The right of any party hereto to terminate this Agreement pursuant to
this Section 9.1 shall remain operative and in full force and effect regardless
of any investigation made by or on behalf of any party hereto, any person
controlling any such party or any of their respective employees, officers,
trustees, directors, agents, representatives or advisors, whether prior to or
after the execution of this Agreement.
9.2 EFFECT OF TERMINATION.
(a) In the event of the termination and abandonment of this
Agreement pursuant to Section 9.1 hereof, this Agreement shall forthwith become
void and have no effect, without any liability on the part of any party hereto
or its affiliates, trustees, directors, officers or stockholders and all rights
and obligations of any party hereto shall cease except for the agreements
contained in Section 10.5; PROVIDED, HOWEVER, that nothing contained in this
Section 9.2 shall relieve any party from liability for any breach of this
Agreement or shall relieve Xxxxxx from any liability under this Article 9.

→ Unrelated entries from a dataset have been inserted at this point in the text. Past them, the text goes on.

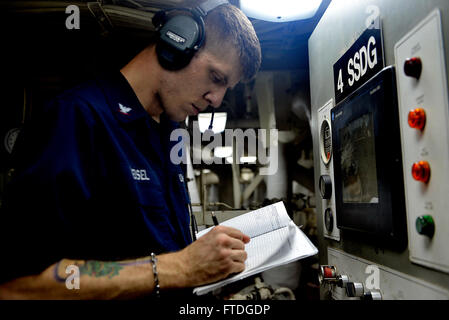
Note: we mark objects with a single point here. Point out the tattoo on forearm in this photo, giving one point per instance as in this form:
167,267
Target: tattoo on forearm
98,269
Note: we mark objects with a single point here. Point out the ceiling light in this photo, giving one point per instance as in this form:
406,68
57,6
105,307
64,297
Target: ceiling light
249,159
280,10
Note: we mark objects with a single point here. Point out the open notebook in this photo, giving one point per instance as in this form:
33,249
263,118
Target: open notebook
275,240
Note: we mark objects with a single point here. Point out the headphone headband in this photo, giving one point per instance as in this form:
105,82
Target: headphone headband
181,35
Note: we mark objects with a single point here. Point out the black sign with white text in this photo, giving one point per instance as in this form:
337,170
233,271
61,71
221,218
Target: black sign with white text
360,63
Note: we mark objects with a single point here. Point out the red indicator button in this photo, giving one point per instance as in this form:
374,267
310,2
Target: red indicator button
413,67
417,119
328,273
421,171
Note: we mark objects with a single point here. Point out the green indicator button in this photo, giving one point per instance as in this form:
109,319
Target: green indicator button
425,226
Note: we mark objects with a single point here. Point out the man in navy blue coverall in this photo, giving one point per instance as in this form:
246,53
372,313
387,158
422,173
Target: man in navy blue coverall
95,188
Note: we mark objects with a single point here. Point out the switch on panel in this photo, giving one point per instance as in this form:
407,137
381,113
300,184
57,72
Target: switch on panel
424,120
417,119
413,67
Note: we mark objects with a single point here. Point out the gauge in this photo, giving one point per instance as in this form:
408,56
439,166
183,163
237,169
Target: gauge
325,142
10,139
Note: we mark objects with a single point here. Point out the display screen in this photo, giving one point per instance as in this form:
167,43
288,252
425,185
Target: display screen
358,161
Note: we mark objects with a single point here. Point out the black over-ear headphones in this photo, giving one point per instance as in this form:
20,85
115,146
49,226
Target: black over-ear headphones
181,33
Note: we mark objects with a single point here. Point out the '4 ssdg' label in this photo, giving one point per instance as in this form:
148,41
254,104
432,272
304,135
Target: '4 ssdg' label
361,62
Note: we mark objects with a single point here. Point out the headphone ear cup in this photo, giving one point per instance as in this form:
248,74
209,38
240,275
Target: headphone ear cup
171,59
179,39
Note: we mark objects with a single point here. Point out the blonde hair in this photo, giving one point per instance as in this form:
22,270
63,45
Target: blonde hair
227,24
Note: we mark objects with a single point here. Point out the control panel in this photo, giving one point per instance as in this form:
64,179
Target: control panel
423,111
348,277
326,182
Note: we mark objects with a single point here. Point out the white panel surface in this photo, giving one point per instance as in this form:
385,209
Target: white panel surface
392,284
432,144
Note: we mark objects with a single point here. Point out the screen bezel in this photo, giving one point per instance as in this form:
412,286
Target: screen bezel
385,219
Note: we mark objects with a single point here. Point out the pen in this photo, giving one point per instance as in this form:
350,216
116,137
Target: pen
214,219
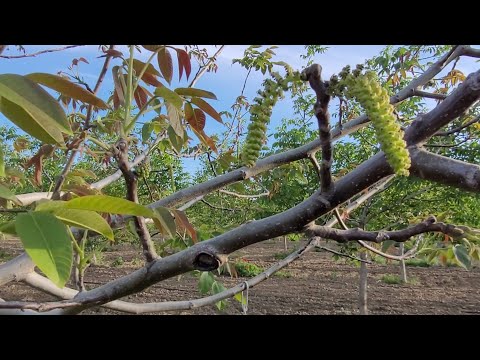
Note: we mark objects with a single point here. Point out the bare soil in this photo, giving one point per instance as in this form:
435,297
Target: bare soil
314,284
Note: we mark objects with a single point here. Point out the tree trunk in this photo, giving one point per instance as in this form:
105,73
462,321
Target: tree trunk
403,270
362,291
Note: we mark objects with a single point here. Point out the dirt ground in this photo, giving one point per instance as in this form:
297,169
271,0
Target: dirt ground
314,284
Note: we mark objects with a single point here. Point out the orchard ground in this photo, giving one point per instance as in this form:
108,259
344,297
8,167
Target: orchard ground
314,284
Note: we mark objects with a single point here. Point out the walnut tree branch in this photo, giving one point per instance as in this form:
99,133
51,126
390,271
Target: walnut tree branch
131,182
457,129
79,144
354,234
38,52
313,74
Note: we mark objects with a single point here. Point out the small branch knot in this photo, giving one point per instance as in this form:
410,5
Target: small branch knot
121,145
431,219
206,262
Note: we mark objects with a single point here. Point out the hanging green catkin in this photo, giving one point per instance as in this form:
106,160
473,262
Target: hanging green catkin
376,102
260,114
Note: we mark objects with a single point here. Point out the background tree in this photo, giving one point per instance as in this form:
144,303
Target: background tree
145,127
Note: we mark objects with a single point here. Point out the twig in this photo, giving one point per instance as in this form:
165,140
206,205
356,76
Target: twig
38,53
316,165
408,255
314,76
426,94
354,234
217,207
121,155
243,196
205,68
211,165
343,254
44,284
457,129
62,177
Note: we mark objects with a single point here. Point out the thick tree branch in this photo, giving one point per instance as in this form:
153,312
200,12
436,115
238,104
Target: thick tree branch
244,196
408,255
121,155
61,179
272,161
292,220
426,94
342,236
454,105
457,129
456,173
314,76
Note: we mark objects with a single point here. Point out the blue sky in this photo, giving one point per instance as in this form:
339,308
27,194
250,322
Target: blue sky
226,83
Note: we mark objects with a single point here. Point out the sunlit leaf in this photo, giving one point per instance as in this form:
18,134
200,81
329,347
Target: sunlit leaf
195,93
108,204
5,193
20,117
174,118
166,220
175,140
47,242
139,65
183,63
195,117
67,88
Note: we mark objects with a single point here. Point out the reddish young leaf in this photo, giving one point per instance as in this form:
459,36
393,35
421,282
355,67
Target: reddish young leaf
20,144
183,63
118,86
139,65
116,101
202,104
166,64
195,117
182,223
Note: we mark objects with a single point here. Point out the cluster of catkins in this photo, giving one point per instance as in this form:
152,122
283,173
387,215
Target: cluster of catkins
143,169
375,100
261,112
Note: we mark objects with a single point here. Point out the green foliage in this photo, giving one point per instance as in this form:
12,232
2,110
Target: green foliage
417,262
83,219
117,262
392,279
247,269
48,243
32,109
376,101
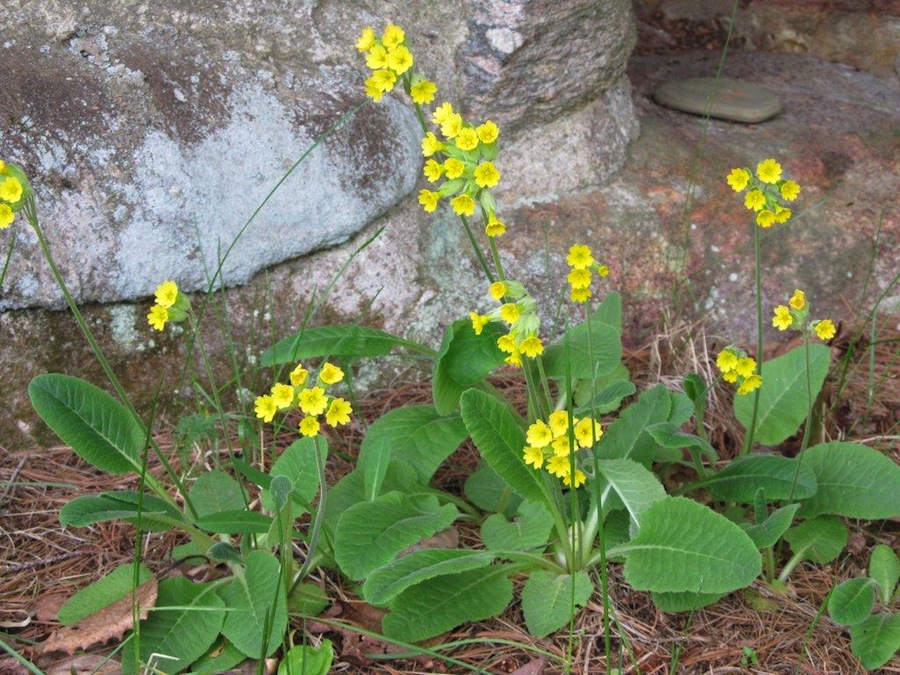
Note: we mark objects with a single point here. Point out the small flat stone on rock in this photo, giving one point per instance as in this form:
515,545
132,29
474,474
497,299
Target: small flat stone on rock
731,100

(b) If (x) Buyer terminates this Agreement pursuant to Section
9.1(e)(iii) or pursuant to 9.1(c) as a result of a willful breach by Xxxxxx or
(y) if Xxxxxx terminates this Agreement pursuant to Section 9.1(f)(i) then
Xxxxxx shall pay to Buyer an amount (the "Termination Amount") in cash equal to
the sum of (i) $1,500,000, plus (ii) Buyer's out-of-pocket costs and expenses in
connection with this Agreement and the transactions contemplated hereby,
evidenced by documentation reasonably acceptable to Xxxxxx, up to a maximum of
$375,000 in accordance with the provisions of Section 9.3.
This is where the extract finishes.